NLP methods are applied to a variety of data from anime cataloging sites such as MyAnimeList(MAL) and AniList. Mostly, I wanted to experiment around with the bag of words representation and sentiment analysis, and I figured it would be more interesting to try them on datasets that are meaningful to myself.
mal.py has a variety of functions for grabbing data from the official MAL API, such as getting mean anime scores, synopses, and more. anilist.py serves a similar purpose, but for grabbing data from the AniList API instead.
Originally, I was interested to know if there was a correlation between the way anime synopses were written and the mean score of that anime. I decided to practice using the bag of words model to represent each anime synopsis. ml.py compares a variety of linear regression models as well as a support vector machine, using 10-fold cross validation on the metric of mean squared error. Epsilon-Support Vector Regression had relatively the lowest error, so it was used to make a prediction on the validation dataset. Unfortunately, the R2 was very low at around 0.15, which either means there was no correlation to begin with, or the model is flawed, or both. In case it was due to a lack of data, I tried running it on a thousand anime, rather than the hundred I had ran it on before, but without filtering for the vocabulary size, the BoW representation became much too sparse, as the mean squared errors were beginning to give 0's.

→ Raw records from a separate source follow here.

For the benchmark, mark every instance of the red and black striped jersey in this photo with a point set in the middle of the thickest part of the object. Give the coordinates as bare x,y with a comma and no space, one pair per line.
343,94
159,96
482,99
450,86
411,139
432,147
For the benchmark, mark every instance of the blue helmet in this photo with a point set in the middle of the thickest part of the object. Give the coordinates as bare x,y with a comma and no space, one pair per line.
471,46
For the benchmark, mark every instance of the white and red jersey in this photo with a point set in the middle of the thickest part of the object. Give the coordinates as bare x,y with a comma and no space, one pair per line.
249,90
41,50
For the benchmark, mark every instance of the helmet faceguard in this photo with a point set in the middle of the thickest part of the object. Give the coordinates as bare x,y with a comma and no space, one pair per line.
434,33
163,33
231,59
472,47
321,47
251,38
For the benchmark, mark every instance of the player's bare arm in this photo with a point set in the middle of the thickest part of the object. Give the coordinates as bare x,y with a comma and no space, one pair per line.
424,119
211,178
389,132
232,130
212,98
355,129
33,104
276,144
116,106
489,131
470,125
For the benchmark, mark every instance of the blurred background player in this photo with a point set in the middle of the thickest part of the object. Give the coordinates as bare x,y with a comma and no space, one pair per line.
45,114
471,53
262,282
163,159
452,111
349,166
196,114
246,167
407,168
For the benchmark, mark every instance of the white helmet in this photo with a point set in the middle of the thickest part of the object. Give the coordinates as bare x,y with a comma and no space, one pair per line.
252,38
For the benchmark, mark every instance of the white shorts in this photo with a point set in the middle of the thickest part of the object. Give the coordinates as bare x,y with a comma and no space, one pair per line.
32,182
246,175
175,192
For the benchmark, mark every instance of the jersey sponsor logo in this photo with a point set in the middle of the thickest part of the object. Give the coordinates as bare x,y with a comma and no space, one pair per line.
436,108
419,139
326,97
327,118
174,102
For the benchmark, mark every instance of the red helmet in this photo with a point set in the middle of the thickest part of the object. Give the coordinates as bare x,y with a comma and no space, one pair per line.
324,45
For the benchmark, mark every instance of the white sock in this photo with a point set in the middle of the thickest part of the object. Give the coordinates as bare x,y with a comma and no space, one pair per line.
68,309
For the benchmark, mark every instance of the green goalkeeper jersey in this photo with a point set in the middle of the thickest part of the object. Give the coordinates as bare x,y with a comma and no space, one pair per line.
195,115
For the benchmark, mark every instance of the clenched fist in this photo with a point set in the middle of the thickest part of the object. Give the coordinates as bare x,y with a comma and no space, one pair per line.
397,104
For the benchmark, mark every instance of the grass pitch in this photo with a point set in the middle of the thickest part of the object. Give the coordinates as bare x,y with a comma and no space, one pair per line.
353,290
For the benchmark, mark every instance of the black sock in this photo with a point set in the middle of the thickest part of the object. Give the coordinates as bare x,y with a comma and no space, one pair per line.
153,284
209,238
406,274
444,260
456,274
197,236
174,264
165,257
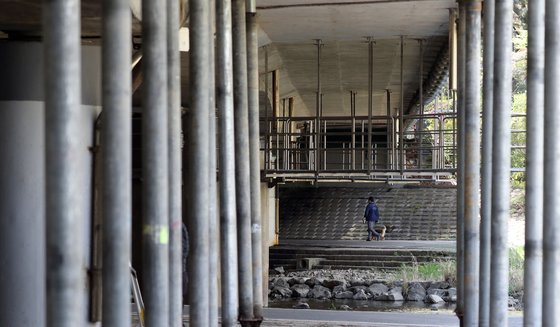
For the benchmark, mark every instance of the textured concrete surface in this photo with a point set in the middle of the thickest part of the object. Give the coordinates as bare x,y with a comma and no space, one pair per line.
335,213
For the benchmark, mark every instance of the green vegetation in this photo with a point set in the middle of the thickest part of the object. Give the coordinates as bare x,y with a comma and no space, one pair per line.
445,270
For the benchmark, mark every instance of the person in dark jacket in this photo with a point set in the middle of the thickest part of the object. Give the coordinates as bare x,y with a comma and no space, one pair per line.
372,217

Next, I looked towards performing sentiment analysis on anime reviews by users of the sites. I used a model trained previously on movie review sentiments (see https://github.com/rchang0226/nlp). main.py tests this model on anime reviews pulled from AniList. According to the original training dataset, in a 5-star system, 3.5 and above were labeled as positive, and 2 and below were labeled as negative. AniList uses a 100-point system, so I scaled it accordingly, such that 70 and above is positive, and 40 and below is negative.
The model had an accuracy of 84% on the anime review set, which is very close to the original 85% the model had on its original validation test set, so it seems to have performed well in this new context.
I later realized that significantly more positive reviews than negative ones were pulled from AniList, so in order to ensure that this accuracy wasn't being artificially inflated by the number of positive reviews, I tested the model on only the negative reviews, getting an accuracy of around 75%, which is still on the high end, although there does appear to be a slight positive bias.